Hearing aids, cochlear implants…and prawns?

For the last month, Victorian Hearing ran a rather distasteful advertising campaign for invisible hearing aids.

victorianhearingprawns

 

They had the audacity to label hearing aids as ugly and compare them to prawns. You’re probably thinking “what the heck?!”. Your thoughts would resonate with 100+ people in Victoria – that includes deaf and hard of hearing people, parents of deaf/HoH children, people who work with deaf/HoH, members of the Deaf community and so many more.

Apparently they’ve been running the campaign for THREE YEARS. Three sodding years and the poster has been spotted on trams and buses all over Melbourne…yet we did not learn of it until about 24 hours ago. Something’s amiss about this.

When the advertisement came to light 24 hours ago, people took it upon themselves to post their feelings and thoughts on Victorian Hearing’s Facebook. The advertisement was shared multiple times – they have since taken it offline and the campaign ended yesterday, so the posters should be taken off trams and buses this week.

Channel 7 Melbourne picked up on it and will be running a segment tonight. They have interviewed parents of deaf/HoH children and members of the Deaf community. They have also interviewed Victorian Hearing.

Edan Chapman, a super talented Deafblind photographer, quickly put together a response with help from the staff at Vicdeaf… a truly brilliant comeback!

hearingaidsarethenewblack1 hearingaidsarethenewblack2 hearingaidsarethenewblack3 hearingaidsarethenewblack4

It’s yet another proof that a marketing team has failed to consult with the community before releasing such advertising campaign. Remember NSW Labor’s political campaign poster targeted at the disabled population in NSW where they used ASL fingerspelling instead of Auslan? I wrote about this earlier this year.

Anyhow…

I’ll have you know that I LOVE prawns and I would have them all year around. Especially on a hot summer day with some wine.

Prawns. Yum.

I’ve worn hearing aids before. I wore them for the majority of my childhood and teen years. I stopped wearing them because it stopped working in my right ear and I did not see the point. I’ve worn a hearing aid in my left ear sporadically throughout my twenties, but right now, I cannot be bothered. I’ve actually considered getting tested to see if I am eligible for a cochlear implant on my right ear, but it’s not a priority at this stage.

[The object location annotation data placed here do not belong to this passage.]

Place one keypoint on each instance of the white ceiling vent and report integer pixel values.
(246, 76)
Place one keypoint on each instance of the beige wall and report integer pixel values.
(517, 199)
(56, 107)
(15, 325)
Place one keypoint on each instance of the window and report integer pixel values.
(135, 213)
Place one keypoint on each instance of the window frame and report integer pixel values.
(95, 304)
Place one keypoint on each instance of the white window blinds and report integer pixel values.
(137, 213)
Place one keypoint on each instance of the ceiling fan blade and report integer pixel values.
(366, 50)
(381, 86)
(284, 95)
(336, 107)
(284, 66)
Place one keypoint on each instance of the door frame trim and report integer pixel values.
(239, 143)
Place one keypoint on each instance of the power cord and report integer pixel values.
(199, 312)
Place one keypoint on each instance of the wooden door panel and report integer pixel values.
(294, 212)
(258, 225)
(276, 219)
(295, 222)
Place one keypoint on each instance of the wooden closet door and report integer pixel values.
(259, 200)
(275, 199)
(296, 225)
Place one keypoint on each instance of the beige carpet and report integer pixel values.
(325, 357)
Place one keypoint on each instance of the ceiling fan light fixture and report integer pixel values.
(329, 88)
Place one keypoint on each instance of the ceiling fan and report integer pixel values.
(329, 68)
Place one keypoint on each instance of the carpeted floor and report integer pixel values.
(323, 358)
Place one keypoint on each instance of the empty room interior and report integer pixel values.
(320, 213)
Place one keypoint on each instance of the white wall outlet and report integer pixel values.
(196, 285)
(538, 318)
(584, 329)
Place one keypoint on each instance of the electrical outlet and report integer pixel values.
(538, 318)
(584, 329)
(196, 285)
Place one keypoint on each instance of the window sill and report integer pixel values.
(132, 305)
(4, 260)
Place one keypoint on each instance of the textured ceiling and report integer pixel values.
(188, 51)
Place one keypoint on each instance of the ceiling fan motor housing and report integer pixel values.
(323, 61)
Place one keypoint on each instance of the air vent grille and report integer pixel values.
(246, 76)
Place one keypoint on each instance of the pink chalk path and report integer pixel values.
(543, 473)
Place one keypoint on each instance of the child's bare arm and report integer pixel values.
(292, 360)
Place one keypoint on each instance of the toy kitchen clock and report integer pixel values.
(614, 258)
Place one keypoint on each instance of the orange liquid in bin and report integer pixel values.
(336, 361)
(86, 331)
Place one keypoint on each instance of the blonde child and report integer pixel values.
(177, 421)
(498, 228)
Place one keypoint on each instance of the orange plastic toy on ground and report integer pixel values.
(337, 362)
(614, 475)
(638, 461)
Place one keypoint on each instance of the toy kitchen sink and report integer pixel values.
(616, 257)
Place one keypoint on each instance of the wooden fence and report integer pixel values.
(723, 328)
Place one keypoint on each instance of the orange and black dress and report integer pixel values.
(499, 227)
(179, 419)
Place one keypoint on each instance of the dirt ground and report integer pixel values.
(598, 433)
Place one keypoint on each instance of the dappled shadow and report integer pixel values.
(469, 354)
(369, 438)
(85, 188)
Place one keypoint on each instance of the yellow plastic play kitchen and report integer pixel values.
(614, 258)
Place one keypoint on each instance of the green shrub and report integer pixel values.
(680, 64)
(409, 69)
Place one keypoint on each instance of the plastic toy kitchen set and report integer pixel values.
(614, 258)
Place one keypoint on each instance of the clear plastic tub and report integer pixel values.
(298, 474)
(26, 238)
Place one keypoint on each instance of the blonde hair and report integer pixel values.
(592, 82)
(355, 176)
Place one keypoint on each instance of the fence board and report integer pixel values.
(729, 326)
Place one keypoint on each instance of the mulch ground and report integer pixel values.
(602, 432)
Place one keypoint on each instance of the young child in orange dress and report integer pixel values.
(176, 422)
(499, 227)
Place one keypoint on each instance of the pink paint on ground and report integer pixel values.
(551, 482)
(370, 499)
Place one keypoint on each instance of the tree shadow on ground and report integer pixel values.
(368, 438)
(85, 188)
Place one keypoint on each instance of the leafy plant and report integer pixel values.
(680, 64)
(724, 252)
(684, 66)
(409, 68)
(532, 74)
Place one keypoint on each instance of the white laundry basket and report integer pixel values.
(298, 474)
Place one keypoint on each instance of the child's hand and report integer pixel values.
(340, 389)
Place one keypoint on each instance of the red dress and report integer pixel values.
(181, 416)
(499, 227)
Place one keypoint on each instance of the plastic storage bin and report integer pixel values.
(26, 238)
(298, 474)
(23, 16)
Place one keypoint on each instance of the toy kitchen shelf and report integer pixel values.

That said, I don’t have anything against hearing aids and cochlear implants – visible or invisible.

BUT.

There’s no need to be embarrassed while wearing your hearing aid/s and cochlear implants. In fact, you can jazz them up with skins/colours/stickers/etc.

LOOK! PRETTY HEARING AID!

Limping Chicken has a brilliant article about pimping your hearing aids with photos of pretty (yes, that’s right, NOT UGLY) hearing aids.

Cochlear implants also now come in various colours, and apparently you can get skins for them too.

I’d advise against putting Edward Cullen on your cochlear implant.

Skins for cochlear implants

If you’ve got the goods, flaunt ’em! 😉

Yours in awesome and pimped hearing aids and cochlear implants!

S xo

3 comments on “Hearing aids, cochlear implants…and prawns?”

  1. Webgrrl says:

    Oooooh..why there no Harry Potter skins,.hehe

  2. Hadas says:

    This is so interesting and fun. Not gonna lie, that Edward Cullen one is awesome. A teen girl would probably love it (a few years ago).

    Found your site through nomadic matt (/wave) and wanted to tell you to check out DJ Demers if you’re into stand-up comedy.. He’s a stand-up comedian who is hearing impaired and is hilarious. I wonder how he approaches subtitles and his sets. Because sometimes they ruin the punchline right?

  3. mel says:

    After working as an Audiologist for 37 years it still amazes me that some in our industry continue to stigmatize our customers and their own product with marketing that reinforces old negative stereotypes of failure and disappointment rather than the amazing success and life changing positive outcomes that people can achieve with appropriately fitted amplification and the training and understanding on how to optimize their use. For all the efforts we put into supporting and lifting people no wonder they become disillusioned by some of the industry.